The Workflow

This vignette describes the ideal data analytical workflow used by the Schola Empirica team.

Objective

To do analysis and create great reports reproducibly and efficiently.

To make our lives easier.

To make life easier for our future selves.

Principles

1. Reproducible projects

Project structure should be such that it is obvious what happens where and the whole project can be rerun quickly, perhaps on new data. Ideally, the structure also facilitates efficiency, i.e. during analysis things are not rerun which only need to be done once etc.

2. Reproducible reports

Everything we submit to a client/partner/stakeholder should be based on data and code that together reproducibly create the report: no hacks, no manual edits if at all possible, no copy-pasting images from one place to another.

Version control helps us track when each report was created, using what code and what data, and can help us go back and fix things if needed.
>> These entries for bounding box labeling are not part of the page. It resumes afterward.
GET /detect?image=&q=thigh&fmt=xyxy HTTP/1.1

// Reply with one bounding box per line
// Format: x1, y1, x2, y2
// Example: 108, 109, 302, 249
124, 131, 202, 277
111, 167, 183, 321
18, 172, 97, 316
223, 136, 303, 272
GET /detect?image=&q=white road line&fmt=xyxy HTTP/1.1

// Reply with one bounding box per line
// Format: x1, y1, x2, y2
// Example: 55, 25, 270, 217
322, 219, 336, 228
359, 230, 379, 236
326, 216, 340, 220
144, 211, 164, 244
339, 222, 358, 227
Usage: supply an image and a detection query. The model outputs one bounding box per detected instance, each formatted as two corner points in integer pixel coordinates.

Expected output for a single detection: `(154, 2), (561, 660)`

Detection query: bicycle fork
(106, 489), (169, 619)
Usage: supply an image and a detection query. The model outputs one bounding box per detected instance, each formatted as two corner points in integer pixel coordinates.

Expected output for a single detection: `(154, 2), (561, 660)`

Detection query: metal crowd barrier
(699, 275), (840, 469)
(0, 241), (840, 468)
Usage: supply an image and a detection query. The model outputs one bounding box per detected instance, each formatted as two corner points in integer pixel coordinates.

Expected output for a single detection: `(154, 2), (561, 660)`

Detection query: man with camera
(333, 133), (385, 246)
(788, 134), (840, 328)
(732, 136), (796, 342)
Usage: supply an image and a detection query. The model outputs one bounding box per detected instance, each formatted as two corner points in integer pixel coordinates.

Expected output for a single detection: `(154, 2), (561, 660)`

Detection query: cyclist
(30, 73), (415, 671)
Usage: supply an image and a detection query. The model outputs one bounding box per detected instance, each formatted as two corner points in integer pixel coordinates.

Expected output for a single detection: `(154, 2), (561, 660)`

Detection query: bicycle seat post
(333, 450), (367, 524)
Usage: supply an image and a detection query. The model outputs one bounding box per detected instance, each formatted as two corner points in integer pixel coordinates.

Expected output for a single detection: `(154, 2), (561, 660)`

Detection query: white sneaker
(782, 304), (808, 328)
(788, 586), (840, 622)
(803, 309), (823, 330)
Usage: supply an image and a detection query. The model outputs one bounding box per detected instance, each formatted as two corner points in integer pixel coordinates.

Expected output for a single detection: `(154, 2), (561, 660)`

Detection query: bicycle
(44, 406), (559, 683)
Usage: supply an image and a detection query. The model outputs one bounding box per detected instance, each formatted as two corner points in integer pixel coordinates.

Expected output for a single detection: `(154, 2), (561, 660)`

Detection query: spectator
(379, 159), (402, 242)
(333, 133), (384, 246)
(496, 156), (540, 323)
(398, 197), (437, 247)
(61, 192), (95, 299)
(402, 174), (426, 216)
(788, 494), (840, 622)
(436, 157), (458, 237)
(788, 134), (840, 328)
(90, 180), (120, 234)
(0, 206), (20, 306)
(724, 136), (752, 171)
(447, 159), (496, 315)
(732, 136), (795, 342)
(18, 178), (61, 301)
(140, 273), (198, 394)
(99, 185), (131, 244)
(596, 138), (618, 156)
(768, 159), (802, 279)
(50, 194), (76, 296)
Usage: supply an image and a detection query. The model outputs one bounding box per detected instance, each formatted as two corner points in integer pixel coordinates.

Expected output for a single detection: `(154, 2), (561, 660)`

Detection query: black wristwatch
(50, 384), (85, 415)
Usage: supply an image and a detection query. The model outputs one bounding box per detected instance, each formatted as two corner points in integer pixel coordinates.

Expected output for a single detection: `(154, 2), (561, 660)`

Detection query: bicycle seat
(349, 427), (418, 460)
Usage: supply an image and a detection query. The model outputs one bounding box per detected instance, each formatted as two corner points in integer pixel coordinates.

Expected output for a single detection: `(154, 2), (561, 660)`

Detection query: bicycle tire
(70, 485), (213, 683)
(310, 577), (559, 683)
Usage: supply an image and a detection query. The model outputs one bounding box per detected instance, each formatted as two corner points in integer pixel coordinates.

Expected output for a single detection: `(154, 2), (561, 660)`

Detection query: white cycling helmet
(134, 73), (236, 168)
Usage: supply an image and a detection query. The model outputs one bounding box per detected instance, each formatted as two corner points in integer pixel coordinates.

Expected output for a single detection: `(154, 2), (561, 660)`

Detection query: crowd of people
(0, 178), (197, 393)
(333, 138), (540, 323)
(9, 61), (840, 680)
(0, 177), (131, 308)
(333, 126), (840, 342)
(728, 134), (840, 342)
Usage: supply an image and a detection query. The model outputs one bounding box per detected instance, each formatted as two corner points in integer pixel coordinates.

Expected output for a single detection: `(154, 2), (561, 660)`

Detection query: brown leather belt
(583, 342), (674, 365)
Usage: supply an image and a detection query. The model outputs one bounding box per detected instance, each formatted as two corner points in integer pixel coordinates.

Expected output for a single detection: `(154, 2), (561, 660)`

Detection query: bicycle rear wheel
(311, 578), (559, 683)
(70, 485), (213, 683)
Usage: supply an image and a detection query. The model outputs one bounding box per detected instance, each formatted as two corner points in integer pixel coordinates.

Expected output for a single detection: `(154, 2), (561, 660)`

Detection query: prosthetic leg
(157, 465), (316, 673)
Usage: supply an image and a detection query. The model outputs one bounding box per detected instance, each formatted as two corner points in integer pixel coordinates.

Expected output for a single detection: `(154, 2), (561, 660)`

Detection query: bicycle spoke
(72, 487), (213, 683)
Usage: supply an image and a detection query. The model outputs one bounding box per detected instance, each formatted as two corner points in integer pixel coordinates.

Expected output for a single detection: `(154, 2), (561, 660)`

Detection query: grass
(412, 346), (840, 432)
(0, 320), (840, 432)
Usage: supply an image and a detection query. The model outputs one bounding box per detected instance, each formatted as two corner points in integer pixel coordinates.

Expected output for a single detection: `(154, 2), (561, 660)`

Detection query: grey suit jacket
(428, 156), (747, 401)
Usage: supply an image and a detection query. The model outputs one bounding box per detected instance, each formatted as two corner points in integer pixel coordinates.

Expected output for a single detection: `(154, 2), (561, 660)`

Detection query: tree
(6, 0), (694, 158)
It also helps us avoid mostly duplicate versions of everything lying around.

Code and data are real.

3. Consistent style of outputs

Reports and charts are based on well-designed styles and templates which we use consistently.

3. Good documentation

Projects and reports should be self-documenting by their structure, code, workflow, and comments inside, and the git history with good commit messages.

4. Efficiency

Let’s not repeat code and keep reinventing the wheel.

Building blocks

On reproducibility frameworks

The workflow described here does not rely on a particular framework that would enforce a project structure and a way of orchestrating all the bits together.

It is more lightweight - it suggests a structure, a way of working, and provides suggested integrators (such as build.R and shared.R and the 00_ data load scripts). It relies on simple order of execution and on the analyst putting the right bits of code in the right places.

You are free to change any of this, but also responsible for making sure that the system you create actually works.

This lightweight approach also does not provide any optimalisation with regard to build time, like a make- or drake-based workflow would (e.g. by only rebuilding outputs when te code has changed.)

If you would like a more rigid framework or need one that optimizes for computing time, look through your options in the Resources section below.

1. Project initiation via the project template

The reschola package provides an RStudio project template that (a) takes care of setting up your project on Github (if you let it) and (b) creates a default project structure, incorporating key parameters that you give it in setup.

2. Default project structure

Feel free to adapt this in any way that works and remains understandable to someone who is not you.

  • shared.R for variables and perhaps functions shared by more scripts. By default contains GDrive URL and project title, if provided during setup
  • 001_retrieve-data.R helps you download files from your GDrive folder, if set. You can also use it to store code for retrieving other data. This should only hold things which you expect to only run once, or refresh rarely - particularly things that take time or put a load on other servers.
  • 002_read-data.R should hold code that reads the data and does any transformations immediately tied to data reading, e.g. setting data types or basic filtering. Again, this is code that you don’t expect to change as you work on the actual analysis. You may want to save the result into rds files in data-intermediate (or data-input if it is simply an rds mirror of the input data saved for quick access.)
  • 003_check-and-process-data.R (if you plan to run it often, you may wish signal this by numbering it 01_* to rerun it often with the rest of the analysis, and you may also turn it into an Rmd file if that is more convenient.) This should process data in data-input and save its outputs in data-processed.
  • [NN]_*.Rmd where NN is 01-98 is the actual analysis - may be an exploratory script, a partial analysis, or a report. Expected to be run in the order of their numbering, but ideally key components should work off data saved in data-input or data-intermediate.
  • data-input should contain only unaltered input data as downloaded.
  • data-processed should contain processed data files
  • data-output should contain data that you expect to share externally that are the output of your project
  • charts-output and reports-output for the obvious
  • 99_reproducibility.R by default contains a description of the system and environment used to run the analysis. Use it to store any other information useful for reproducing the analysis (but not passwords etc.)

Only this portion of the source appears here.